Can you fucking credit it?

Gibson spends two hours saying look at these bloodthirsty savages. Luckily, the Spanish turned up to bring a new beginning. The Spanish were responsible for the destruction of the Maya world, and the deaths of most of them, their enslavement, marginalisation and impoverishment. The destruction of their culture.

But hey, they were Christians, so that's all okay. Gibson is saying, yeah, our world is going to be completely destroyed, most of us killed. But we get to live with Jesus, so quit bitching.

(As a footnote, I should point out, for those who don't know, that by the time the Spanish had arrived, the Mayan civilisation portrayed in Apocalypto had collapsed, and the city life that had characterised it had long ended. There is no sense in which the Spanish saved the jungle Mayans from a brutal urban elite because there was no brutal urban elite.)

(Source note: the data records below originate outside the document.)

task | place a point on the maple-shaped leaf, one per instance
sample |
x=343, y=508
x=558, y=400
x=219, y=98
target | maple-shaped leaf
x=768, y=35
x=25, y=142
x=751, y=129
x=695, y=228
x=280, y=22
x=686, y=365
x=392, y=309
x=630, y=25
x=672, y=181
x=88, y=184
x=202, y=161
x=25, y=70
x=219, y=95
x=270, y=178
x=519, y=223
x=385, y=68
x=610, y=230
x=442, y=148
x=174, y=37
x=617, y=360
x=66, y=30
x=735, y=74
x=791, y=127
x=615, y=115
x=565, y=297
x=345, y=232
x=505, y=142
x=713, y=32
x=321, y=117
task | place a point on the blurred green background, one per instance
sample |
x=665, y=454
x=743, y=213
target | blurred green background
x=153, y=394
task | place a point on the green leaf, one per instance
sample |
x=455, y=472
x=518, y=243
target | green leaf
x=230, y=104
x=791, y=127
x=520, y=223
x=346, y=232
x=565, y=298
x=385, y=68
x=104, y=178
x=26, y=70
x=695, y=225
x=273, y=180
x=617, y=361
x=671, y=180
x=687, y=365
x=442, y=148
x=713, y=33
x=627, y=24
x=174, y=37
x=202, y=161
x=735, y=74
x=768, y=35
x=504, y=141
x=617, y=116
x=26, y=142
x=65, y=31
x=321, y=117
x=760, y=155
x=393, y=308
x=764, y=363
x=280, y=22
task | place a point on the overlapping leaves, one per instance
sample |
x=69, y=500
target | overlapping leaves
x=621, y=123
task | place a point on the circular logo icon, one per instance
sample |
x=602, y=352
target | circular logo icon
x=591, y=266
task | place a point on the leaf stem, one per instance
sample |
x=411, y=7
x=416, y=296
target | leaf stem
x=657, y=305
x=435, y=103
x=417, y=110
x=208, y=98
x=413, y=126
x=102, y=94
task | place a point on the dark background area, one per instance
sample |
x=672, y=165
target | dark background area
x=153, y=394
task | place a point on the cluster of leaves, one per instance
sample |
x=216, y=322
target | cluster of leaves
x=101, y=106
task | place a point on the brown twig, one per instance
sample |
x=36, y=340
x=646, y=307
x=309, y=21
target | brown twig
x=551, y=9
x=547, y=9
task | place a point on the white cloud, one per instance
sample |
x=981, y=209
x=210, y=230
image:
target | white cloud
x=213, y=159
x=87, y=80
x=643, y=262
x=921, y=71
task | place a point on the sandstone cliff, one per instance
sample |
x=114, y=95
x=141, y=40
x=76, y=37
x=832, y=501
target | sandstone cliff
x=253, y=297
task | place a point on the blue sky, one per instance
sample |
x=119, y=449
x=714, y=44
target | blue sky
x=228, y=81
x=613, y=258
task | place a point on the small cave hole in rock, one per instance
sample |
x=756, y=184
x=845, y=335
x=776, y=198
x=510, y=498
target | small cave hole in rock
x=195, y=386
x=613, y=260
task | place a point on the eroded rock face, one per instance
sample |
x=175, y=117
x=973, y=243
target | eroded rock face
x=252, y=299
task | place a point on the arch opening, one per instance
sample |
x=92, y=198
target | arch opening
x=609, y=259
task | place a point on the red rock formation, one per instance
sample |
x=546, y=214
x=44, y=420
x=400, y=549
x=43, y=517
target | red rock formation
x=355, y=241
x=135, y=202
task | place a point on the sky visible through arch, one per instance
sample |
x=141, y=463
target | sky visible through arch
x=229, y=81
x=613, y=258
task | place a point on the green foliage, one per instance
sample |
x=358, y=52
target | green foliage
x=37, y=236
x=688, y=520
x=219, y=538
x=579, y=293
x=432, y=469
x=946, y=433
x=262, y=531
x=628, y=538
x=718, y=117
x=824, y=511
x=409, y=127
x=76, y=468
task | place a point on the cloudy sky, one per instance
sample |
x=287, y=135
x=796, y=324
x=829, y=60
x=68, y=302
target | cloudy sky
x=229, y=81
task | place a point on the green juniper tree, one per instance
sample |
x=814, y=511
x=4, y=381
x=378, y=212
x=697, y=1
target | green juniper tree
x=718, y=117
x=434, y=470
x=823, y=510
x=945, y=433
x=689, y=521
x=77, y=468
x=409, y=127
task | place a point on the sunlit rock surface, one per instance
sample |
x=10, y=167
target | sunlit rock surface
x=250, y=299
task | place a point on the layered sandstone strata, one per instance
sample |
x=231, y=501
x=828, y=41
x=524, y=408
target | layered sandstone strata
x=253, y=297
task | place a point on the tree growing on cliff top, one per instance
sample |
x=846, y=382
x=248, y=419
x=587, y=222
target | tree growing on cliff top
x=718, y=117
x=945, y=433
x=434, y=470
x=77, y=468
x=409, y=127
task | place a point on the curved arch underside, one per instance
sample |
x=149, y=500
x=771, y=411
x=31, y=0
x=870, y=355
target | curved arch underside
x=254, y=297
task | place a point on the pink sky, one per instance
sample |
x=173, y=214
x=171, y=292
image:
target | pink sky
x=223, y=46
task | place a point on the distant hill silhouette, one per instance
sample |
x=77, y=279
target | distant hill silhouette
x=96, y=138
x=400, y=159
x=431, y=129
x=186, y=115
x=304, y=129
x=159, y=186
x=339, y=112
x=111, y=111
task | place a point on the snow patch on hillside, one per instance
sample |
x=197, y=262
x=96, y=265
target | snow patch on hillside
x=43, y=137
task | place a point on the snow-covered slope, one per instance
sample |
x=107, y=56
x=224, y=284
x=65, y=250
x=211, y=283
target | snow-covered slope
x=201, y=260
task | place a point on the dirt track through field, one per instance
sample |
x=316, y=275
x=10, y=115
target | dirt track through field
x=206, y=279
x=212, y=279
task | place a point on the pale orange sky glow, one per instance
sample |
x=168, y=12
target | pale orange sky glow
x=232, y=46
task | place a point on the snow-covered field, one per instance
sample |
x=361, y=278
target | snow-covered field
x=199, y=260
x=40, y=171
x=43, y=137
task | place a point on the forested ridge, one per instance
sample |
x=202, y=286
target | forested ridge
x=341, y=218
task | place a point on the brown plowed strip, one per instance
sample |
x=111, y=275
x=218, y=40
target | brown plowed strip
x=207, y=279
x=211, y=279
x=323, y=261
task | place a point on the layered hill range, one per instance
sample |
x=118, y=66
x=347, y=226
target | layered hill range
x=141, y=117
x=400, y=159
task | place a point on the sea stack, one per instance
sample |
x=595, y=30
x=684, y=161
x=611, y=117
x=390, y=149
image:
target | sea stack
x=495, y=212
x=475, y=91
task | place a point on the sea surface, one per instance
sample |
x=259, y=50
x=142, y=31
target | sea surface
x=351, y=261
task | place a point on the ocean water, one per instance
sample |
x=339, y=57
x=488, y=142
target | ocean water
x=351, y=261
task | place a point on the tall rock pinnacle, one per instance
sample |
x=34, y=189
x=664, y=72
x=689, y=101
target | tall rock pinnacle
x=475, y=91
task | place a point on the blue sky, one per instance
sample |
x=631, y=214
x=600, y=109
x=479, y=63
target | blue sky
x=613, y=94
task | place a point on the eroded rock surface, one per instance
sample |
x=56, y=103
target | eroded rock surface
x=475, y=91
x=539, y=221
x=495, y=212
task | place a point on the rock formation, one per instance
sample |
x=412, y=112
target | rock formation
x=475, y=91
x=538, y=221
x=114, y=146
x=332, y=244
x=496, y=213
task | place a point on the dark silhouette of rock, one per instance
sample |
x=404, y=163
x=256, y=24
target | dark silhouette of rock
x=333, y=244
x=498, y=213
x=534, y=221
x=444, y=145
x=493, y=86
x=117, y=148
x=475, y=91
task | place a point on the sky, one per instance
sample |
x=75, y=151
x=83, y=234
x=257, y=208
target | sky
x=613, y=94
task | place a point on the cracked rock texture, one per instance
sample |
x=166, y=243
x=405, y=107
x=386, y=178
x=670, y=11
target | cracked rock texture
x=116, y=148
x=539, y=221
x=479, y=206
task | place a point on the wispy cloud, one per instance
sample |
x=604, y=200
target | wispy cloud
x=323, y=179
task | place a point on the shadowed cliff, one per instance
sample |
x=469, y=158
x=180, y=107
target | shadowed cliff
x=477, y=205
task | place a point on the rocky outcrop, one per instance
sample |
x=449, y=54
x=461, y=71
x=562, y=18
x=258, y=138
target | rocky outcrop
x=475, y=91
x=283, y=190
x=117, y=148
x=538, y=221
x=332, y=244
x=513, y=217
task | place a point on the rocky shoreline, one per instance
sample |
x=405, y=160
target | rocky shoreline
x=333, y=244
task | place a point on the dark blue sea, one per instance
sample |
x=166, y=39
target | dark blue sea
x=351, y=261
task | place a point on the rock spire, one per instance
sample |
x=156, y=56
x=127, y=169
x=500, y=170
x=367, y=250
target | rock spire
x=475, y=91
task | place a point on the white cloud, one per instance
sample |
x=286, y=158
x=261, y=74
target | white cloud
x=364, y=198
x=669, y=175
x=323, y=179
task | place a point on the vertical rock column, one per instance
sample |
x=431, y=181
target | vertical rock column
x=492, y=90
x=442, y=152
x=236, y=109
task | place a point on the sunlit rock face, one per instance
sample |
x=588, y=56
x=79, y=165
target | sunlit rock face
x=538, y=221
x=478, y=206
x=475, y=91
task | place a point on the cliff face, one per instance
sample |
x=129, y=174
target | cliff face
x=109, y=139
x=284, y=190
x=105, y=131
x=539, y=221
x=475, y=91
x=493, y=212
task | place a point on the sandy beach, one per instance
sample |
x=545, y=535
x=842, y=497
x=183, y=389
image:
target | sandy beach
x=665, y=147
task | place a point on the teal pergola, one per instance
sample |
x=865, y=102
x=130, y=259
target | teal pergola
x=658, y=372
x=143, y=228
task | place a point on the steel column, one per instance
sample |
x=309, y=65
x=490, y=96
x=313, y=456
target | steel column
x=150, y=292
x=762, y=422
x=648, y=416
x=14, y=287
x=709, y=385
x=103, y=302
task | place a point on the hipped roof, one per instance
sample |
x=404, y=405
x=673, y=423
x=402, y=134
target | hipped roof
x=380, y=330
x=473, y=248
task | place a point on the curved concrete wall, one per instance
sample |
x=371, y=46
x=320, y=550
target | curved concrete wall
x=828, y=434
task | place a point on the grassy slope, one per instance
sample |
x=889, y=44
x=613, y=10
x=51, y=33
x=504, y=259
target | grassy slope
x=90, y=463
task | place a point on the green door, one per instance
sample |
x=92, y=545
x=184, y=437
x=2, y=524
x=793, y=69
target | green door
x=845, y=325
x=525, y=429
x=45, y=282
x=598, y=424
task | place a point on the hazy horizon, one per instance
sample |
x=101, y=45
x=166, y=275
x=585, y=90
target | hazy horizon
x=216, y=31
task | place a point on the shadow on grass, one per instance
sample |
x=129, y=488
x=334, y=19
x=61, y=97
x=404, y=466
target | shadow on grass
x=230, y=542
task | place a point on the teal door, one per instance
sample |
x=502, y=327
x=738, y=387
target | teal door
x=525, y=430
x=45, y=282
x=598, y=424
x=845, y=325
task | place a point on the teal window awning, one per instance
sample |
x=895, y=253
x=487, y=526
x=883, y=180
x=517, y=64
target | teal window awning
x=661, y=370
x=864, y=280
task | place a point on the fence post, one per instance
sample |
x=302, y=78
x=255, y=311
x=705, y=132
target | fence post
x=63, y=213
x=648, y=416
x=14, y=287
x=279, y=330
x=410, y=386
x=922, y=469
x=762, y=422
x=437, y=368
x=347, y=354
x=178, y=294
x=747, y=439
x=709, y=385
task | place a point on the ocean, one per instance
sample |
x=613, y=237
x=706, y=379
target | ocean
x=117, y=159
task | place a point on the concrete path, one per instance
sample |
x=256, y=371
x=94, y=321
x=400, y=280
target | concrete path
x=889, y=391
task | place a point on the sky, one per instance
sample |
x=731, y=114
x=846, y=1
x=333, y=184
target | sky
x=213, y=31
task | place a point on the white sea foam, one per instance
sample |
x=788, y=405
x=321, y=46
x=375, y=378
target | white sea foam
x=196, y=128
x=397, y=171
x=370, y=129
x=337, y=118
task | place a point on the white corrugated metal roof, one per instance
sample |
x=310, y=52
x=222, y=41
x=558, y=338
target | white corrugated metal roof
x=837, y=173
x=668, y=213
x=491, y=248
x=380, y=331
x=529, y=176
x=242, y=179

(I'd urge anyone planning to watch the movie to read this review. I do note though that Braveheart's historical distortions also misrepresented a people, although it portrayed them in a far better light than they deserve, so no one was as upset by it.)

2 Comments:

At 7:56 am, Anonymous Thomas said...

It does still mean the same thing. The -o form is the first person singular. (Dictionaries don't give an infinitive, for some reason.)

I don't know what you mean, though, by "part of" the verb. It is the verb for uncover or reveal.

(Liddell & Scott give some more particular definitions, based on particular uses or examples, since the Greeks had no dictionary. Some writers had idiosynchratic uses.)

 
At 7:58 am, Anonymous Thomas said...

Dictionaries don't give an infinitive

What I meant was, the words are listed under their first person singular form in dictionaries, not in their infinitive form.